Para serdadu Jepang yang terlibat ada juga yang kemudian bergabung dengan pihak RI seperti ditulis sejarawan Aiko Kurosawa dalam buku Sisi Gelap Perang Asia. Buku ini berkisah tentang ratusan bekas serdadu Jepang yang desersi dan bergabung dengan perjuangan Republik Indonesia. Ada di antaranya yang berasal dari Taiwan dan Korea.
Baca juga : TD Kundan, Pemuda India dalam Perjuangan Kemerdekaan RI
Kekerasan di Surabaya berlanjut pada 6 Oktober 1945 ketika gudang amunisi di Batuporon diledakkan seorang komandan Angkatan Laut Jepang yang memilih melakukan harakiri daripada menyerah kepada para pemuda Surabaya.
Ketika itu, kelompok nasionalis Indonesia sudah menguasai Bandung, Cirebon, dan Semarang. Seluruh jalur penerbangan dan sebagian besar jalur kereta api di Jawa juga telah terputus.
Kondisi ini dikabarkan surat kabar The Advocate, Australia, di halaman utamanya. Dilaporkan, kelompok nasionalis Indonesia telah menguasai Surabaya, kendaraan-kendaraan lapis baja Jepang juga sudah diambil seluruhnya. Kerusuhan di Jawa menghambat proses pemulihan tawanan perang dan interniran. Penjarahan atas permukiman Belanda di Kota Batavia terus berlangsung.
Pertempuran di Batavia pecah pada 12 Oktober 1945 antara pasukan Inggris dan penduduk Batavia. Harian The Daily News mengabarkan terjadinya penembakan dan mutilasi atas seorang perwira Inggris dan Letnan India yang memicu aksi balasan yang berujung baku tembak pada 11 Oktober sejak pukul 14.00 hingga malam hari.
Pertempuran berlanjut pascainsiden penembakan beberapa perwira Sekutu. Pasukan Inggris segera memasang garis polisi dan mengepung lokasi, berusaha menangkap pelaku penembakan dan pembunuhan. Sebanyak enam orang Indonesia terluka dan 40 lainnya ditawan Sekutu.
Wartawan Australian Associated Press menyebutkan, jika tuduhan tersebut benar, ini pertama kalinya pihak Indonesia dengan sengaja melakukan tindakan membahayakan pasukan pendudukan Inggris sejak kedatangannya pada awal Oktober 1945.

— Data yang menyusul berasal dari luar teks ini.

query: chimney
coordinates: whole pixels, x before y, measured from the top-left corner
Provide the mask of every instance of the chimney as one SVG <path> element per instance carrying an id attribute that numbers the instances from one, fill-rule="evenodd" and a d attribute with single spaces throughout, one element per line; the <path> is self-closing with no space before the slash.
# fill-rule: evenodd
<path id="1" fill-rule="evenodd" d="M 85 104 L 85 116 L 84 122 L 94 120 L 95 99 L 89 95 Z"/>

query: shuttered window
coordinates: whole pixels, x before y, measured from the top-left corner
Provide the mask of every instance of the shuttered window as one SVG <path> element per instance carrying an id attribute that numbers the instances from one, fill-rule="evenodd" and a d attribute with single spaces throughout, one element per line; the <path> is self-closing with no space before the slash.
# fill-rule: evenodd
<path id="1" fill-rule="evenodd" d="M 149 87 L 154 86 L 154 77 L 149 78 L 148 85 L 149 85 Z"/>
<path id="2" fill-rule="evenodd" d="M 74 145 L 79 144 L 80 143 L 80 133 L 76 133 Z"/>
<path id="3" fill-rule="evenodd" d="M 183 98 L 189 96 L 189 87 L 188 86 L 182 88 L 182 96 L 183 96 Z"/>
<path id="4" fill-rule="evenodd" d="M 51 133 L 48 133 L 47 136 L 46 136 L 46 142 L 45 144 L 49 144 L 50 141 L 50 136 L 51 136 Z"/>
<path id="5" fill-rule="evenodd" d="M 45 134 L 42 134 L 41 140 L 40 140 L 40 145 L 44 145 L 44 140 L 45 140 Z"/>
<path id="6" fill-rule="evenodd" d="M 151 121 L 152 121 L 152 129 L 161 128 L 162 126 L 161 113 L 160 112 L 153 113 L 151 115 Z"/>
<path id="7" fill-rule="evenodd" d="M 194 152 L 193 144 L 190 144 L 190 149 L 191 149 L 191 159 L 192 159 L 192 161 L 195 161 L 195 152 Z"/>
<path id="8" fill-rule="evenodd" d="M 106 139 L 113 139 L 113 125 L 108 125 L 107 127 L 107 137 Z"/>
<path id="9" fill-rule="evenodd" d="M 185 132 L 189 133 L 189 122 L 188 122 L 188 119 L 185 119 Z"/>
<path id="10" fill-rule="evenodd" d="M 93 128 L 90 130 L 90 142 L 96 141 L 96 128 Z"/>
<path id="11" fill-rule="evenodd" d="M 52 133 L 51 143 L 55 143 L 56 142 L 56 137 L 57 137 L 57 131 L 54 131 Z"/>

Dikabarkan kembali oleh The Daily News, orang-orang Belanda dan Indo-Belanda bersikap waspada. Sebanyak 10 orang dilaporkan hilang dalam 24 jam terakhir. Perubahan warna air ledeng yang terjadi saat itu memicu tersebarnya kabar burung bahwa pasokan air minum telah diracun.
Dari Kota Bandung dilaporkan, pasukan Indonesia yang sempat menguasai Lapangan Udara Andir kemudian diusir serdadu Jepang yang berniat membuka kembali aktivitas penerbangan. Sementara informasi Belanda menyebutkan banyaknya anggota Angkatan Laut Jerman (Kriegsmarine) yang bersembunyi di Surabaya. Kebanyakan menggunakan paspor palsu.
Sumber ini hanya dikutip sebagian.